EXCLUSIVE — Israeli Ambassador to the United Nations Gilad Erdan had pointed remarks for the world body after being detained by its security personnel, telling Fox News Digital that antisemitism is “very prevalent” within the halls of the U.N.
“The U.N. is a building, and it’s fair to say that in this building, antisemitism sadly is very prevalent,” Erdan said during an interview with Fox News Digital. “There are many antisemitic countries like Iran who want to annihilate the one and only Jewish state, and we don’t hear any condemnation against Iran for saying it.”
Erdan’s comments come after U.N. security personnel detained the Israeli ambassador after he left the General Assembly Hall to protest a speech by Iranian President Ebrahim Raisi.
During his protest of the speech, Erdan held up a picture of Mahsa Amini, the Iranian woman who sparked protests across the country last year after she was killed while in the custody of police for not wearing the proper head covering in public, with a caption of Erdan’s photo reading, “Iranian women deserve freedom now!”
Erdan expressed disgust with the U.N.’s “red carpet treatment” of the Iranian president to Fox News Digital, noting that Raisi is “responsible for the murder of thousands of his own people.”
“I felt that I had to do something,” Erdan said. “So I protested peacefully, and I held up the picture of Mahsa Amini and suddenly… I was roughly manhandled by the U.N. security.”
Erdan said that his detention “was a small price” to pay for the protest, arguing that he wanted to convey an important message that “the people of Israel stand in solidarity with the people of Iran” against “this ruthless regime.”
The Israeli diplomat’s treatment at the global body may not have come a surprise, with Erdan pointing out that there are numerous examples of antisemitism within the halls of the U.N.
“We just heard the Palestinian president, President Abbas, distorting, denying the Holocaust, almost justifying what Hitler did,” Erdan told Fox News Digital. “Nobody said a word.”
Abbas, the 87-year-old president of Palestinian Authority, said in August that Jews were targeted by Nazi Germany because of their “social role” in Europe and not their religion, according to a report by Reuters.

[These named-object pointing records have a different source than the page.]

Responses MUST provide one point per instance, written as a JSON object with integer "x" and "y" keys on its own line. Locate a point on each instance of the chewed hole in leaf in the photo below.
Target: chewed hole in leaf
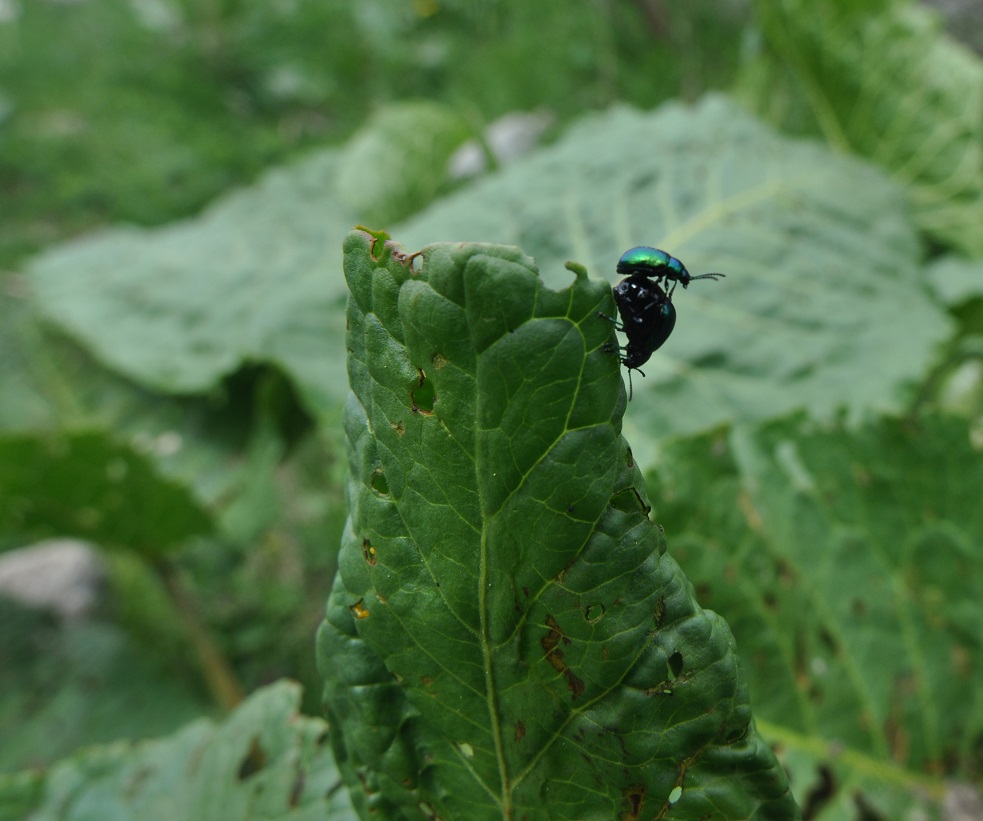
{"x": 675, "y": 665}
{"x": 635, "y": 796}
{"x": 379, "y": 483}
{"x": 423, "y": 395}
{"x": 629, "y": 500}
{"x": 412, "y": 261}
{"x": 738, "y": 734}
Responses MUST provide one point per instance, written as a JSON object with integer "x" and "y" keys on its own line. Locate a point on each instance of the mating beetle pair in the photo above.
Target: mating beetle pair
{"x": 646, "y": 310}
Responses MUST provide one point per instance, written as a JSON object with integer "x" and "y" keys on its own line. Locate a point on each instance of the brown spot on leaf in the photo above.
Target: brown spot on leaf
{"x": 554, "y": 655}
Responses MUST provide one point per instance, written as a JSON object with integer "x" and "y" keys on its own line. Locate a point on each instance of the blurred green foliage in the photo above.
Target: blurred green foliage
{"x": 143, "y": 110}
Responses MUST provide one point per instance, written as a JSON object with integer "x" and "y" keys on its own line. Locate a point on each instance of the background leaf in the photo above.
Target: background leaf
{"x": 848, "y": 563}
{"x": 264, "y": 761}
{"x": 397, "y": 162}
{"x": 881, "y": 79}
{"x": 823, "y": 305}
{"x": 506, "y": 637}
{"x": 88, "y": 485}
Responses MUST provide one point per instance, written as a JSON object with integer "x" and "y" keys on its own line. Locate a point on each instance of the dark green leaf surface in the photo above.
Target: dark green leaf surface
{"x": 849, "y": 567}
{"x": 507, "y": 637}
{"x": 263, "y": 762}
{"x": 88, "y": 485}
{"x": 823, "y": 306}
{"x": 881, "y": 78}
{"x": 256, "y": 278}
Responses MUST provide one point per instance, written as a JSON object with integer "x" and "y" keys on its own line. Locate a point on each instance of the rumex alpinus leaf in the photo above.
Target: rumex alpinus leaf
{"x": 507, "y": 637}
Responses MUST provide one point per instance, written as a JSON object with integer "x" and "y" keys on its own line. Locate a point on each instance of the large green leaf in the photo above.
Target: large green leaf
{"x": 263, "y": 762}
{"x": 823, "y": 305}
{"x": 256, "y": 278}
{"x": 507, "y": 637}
{"x": 880, "y": 78}
{"x": 849, "y": 565}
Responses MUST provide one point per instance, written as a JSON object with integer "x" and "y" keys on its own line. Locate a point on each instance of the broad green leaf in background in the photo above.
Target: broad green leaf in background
{"x": 507, "y": 637}
{"x": 264, "y": 761}
{"x": 86, "y": 484}
{"x": 398, "y": 162}
{"x": 256, "y": 278}
{"x": 63, "y": 686}
{"x": 849, "y": 565}
{"x": 824, "y": 303}
{"x": 956, "y": 280}
{"x": 881, "y": 79}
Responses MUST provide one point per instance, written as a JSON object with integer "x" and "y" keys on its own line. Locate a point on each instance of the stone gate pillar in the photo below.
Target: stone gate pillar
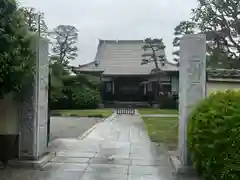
{"x": 34, "y": 110}
{"x": 192, "y": 84}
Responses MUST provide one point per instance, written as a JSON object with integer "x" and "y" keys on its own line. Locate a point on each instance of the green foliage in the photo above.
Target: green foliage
{"x": 154, "y": 52}
{"x": 65, "y": 43}
{"x": 214, "y": 136}
{"x": 16, "y": 57}
{"x": 77, "y": 92}
{"x": 183, "y": 28}
{"x": 32, "y": 18}
{"x": 167, "y": 101}
{"x": 75, "y": 98}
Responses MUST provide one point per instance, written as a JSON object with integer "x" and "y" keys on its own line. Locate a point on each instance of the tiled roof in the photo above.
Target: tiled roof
{"x": 122, "y": 58}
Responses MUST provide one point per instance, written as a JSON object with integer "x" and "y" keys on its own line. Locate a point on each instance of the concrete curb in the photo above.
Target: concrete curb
{"x": 37, "y": 164}
{"x": 181, "y": 170}
{"x": 85, "y": 134}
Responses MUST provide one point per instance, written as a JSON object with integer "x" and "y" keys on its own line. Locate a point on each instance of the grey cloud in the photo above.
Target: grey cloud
{"x": 112, "y": 19}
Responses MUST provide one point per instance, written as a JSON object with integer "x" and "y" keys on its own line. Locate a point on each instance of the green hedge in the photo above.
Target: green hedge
{"x": 214, "y": 136}
{"x": 75, "y": 98}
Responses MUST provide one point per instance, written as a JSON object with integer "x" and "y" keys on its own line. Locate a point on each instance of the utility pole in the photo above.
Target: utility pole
{"x": 37, "y": 85}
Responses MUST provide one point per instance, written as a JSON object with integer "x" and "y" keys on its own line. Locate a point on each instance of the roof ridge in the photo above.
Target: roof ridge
{"x": 121, "y": 40}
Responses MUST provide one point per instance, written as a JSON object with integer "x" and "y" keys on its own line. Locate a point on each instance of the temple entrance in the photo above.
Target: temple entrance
{"x": 129, "y": 89}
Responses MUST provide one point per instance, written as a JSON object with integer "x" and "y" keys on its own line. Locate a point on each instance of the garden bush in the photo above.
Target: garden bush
{"x": 75, "y": 98}
{"x": 214, "y": 136}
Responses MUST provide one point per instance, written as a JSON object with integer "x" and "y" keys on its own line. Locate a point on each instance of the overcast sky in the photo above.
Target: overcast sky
{"x": 114, "y": 19}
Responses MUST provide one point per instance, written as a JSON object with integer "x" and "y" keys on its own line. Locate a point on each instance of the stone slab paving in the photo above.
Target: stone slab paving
{"x": 160, "y": 115}
{"x": 124, "y": 137}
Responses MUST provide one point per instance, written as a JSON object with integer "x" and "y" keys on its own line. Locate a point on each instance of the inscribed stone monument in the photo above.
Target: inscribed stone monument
{"x": 34, "y": 111}
{"x": 192, "y": 84}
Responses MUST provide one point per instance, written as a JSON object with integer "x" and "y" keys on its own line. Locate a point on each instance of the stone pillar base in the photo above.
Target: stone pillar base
{"x": 183, "y": 170}
{"x": 33, "y": 164}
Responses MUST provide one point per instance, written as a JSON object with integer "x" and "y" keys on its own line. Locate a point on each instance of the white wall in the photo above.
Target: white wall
{"x": 213, "y": 86}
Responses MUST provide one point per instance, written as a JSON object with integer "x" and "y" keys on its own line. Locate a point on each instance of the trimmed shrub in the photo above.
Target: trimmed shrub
{"x": 214, "y": 136}
{"x": 85, "y": 98}
{"x": 56, "y": 114}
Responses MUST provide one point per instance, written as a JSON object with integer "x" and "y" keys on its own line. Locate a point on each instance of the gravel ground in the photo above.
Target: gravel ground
{"x": 70, "y": 127}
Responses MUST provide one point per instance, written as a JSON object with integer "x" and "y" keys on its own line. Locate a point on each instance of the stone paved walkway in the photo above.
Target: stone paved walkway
{"x": 160, "y": 115}
{"x": 124, "y": 137}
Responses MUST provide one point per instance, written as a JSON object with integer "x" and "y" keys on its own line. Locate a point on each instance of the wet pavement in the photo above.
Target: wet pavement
{"x": 122, "y": 137}
{"x": 70, "y": 127}
{"x": 160, "y": 115}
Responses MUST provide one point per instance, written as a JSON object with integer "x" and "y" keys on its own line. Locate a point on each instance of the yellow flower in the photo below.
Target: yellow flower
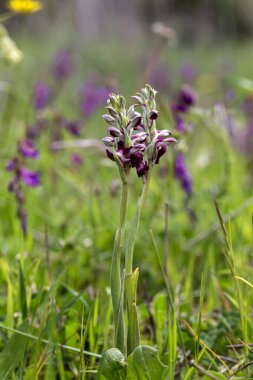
{"x": 24, "y": 6}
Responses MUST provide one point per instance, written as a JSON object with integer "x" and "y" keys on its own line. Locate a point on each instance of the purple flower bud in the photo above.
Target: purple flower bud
{"x": 109, "y": 141}
{"x": 142, "y": 168}
{"x": 135, "y": 122}
{"x": 108, "y": 118}
{"x": 153, "y": 115}
{"x": 27, "y": 149}
{"x": 10, "y": 165}
{"x": 139, "y": 138}
{"x": 115, "y": 132}
{"x": 63, "y": 65}
{"x": 42, "y": 95}
{"x": 29, "y": 178}
{"x": 76, "y": 159}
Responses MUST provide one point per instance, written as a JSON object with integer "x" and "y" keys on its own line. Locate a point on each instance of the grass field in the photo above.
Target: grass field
{"x": 194, "y": 251}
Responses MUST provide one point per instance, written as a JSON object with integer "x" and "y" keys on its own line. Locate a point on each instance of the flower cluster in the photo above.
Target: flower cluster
{"x": 133, "y": 139}
{"x": 22, "y": 175}
{"x": 185, "y": 99}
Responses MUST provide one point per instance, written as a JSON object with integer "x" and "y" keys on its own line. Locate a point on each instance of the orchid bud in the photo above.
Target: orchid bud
{"x": 108, "y": 118}
{"x": 115, "y": 132}
{"x": 153, "y": 115}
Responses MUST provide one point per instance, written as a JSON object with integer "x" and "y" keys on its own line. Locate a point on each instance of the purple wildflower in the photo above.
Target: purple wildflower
{"x": 182, "y": 174}
{"x": 42, "y": 95}
{"x": 76, "y": 160}
{"x": 73, "y": 127}
{"x": 185, "y": 99}
{"x": 63, "y": 65}
{"x": 31, "y": 179}
{"x": 27, "y": 149}
{"x": 134, "y": 140}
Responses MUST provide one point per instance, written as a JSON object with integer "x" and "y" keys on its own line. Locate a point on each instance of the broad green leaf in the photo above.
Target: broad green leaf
{"x": 144, "y": 364}
{"x": 13, "y": 353}
{"x": 113, "y": 365}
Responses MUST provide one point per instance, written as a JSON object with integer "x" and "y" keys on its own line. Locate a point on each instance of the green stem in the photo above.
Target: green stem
{"x": 115, "y": 276}
{"x": 131, "y": 279}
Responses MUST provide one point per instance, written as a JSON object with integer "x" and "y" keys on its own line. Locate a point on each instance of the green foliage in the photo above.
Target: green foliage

The remarks were condemned by both the U.S. and the European Union, but not until two weeks later, while a spokesperson for Abbas claimed to Reuters that the remarks were not a denial of the Holocaust.
The Israeli ambassador also discussed ongoing efforts to normalize relations with Saudi Arabia, noting that the Trump-era Abraham Accords were a big step forward and could “transform our region.”
“If peace is achieved between Israel and Saudi Arabia, it’s going to have a domino effect that would bring many Muslim countries to follow suit and definitely end the Israeli-Arab conflict,” Erdan said.
While Erdan expressed gratitude toward the work of former President Donald Trump, he stressed that the Biden administration has continued the “momentum,” even if at times Israel and the new administration have some “fundamental disagreements.”
“Regardless of any administration in Washington, the bond between Israel and the United States of America is unbreakable,” Erdan said. “
When it comes to antisemitism at the U.N., Erdan also argued that there are many employees within its halls who have either made antisemitic statements or been involved in antisemitic “probes,” something he said should be rooted out by the global body.
“I expect the U.N.’s leadership, the Secretary General and the senior staff to act, not only say nice empty words against antisemitism,” Erdan said. “They do not even try to address antisemitism that is prevalent in the U.N., so sadly, yes, the U.N. is contaminated with antisemitism, but I am trying to do my best to fight against it.”
Reached for comment by Fox News Digital, the U.N. Secretary General’s office denied it had rolled out a “red carpet” for Iran.
“There is no red carpet at the U.N.,” a spokesperson for U.N. Secretary General António Guterres told Fox News Digital. “Everyone gets the same drab green carpets.”
The spokesperson also said that the Secretary General cannot be “held responsible for the words of a member state,” but argued that Guterres has a strong record of combating antisemitism in both “words and actions.”
“The Secretary-General, in words and actions, has always treated Israel as a member state with same rights and responsibilities as any other,” the spokesperson said. “His voice has been one of the strongest on the global stage condemning antisemitism and the — sadly — growing trend of historical revisionism.”